É um ato de excelência moral muito grande porque permite aos colaboradores não somente atuarem no campo da doação de recursos materiais, mas também propicia o esclarecimento, reconforto e amparo aos problemas que afligem a gestante muitas vezes, tais como: relacionamento familiar, conflitos psicológicos, dúvidas relacionadas à própria gravidez no tocante a temas médicos, etc. É importante que o grupo, sempre que possível, tenha em seu efetivo profissionais, espíritas ou não, médicos, enfermeiros assistentes socias e psicólogos, que possam atuar com segurança nos assuntos pertinentes. Caso este efetivo de pessoas com esta características não seja possível, importa direcionar para os locais públicos que atendam este quesito. Deixando claro que a participação destes no grupo é para facilitar o entendimento do processo pelo qual a gestante passa. O acompanhamento da gravidez de forma efetiva deve ser feito por profissionais escolhidos pela própria gestante junto a clínicas ou hospitais públicos e/ou privados.

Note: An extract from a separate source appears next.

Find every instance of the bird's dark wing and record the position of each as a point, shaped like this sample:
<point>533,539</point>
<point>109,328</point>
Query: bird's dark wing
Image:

Há um detalhe sobre um desejo de Lívia, descrito no livro Há 2.000 anos, de Emmanuel, que se relaciona diretamente à questão, inclusive com a iniciativa do escritor e redator Wallace Leal V Rodrigues. Comente sobre o estímulo desse detalhe descrito na obra.

O estímulo das palavras de Lívia, benfeitora citada no livro, é quando ela afirma:
“(...) 
mas meu propósito materno de amparar aquelas mulheres desprezadas e aquelas crianças andrajosas, que viviam ao desamparo...” – trecho do livro Há Dois Mil Anos (Emmanuel/Chico Xavier – edição FEB) - cap. V - Nas catacumbas da fé e no circo do martírio.

Conquanto as Políticas Públicas em nosso país tenham melhorado muito nos últimos anos, as mulheres ainda continuam desprezadas em relação a uma melhor qualidade nos serviços. Isto porque os profissionais são poucos e o número de atendimento cresceu em demasia, incluindo gravidezes em jovens ainda não preparadas psicologicamente para a missão.  Não podemos perder de vista que muitas mulheres chegam a estes pousos de socorro com a queixa de companheiros que “desaparecem” do convívio, ou, quando juntos, estão vivenciando problemas de desemprego ou penúria material.

Fale-nos de seu envolvimento com o assunto.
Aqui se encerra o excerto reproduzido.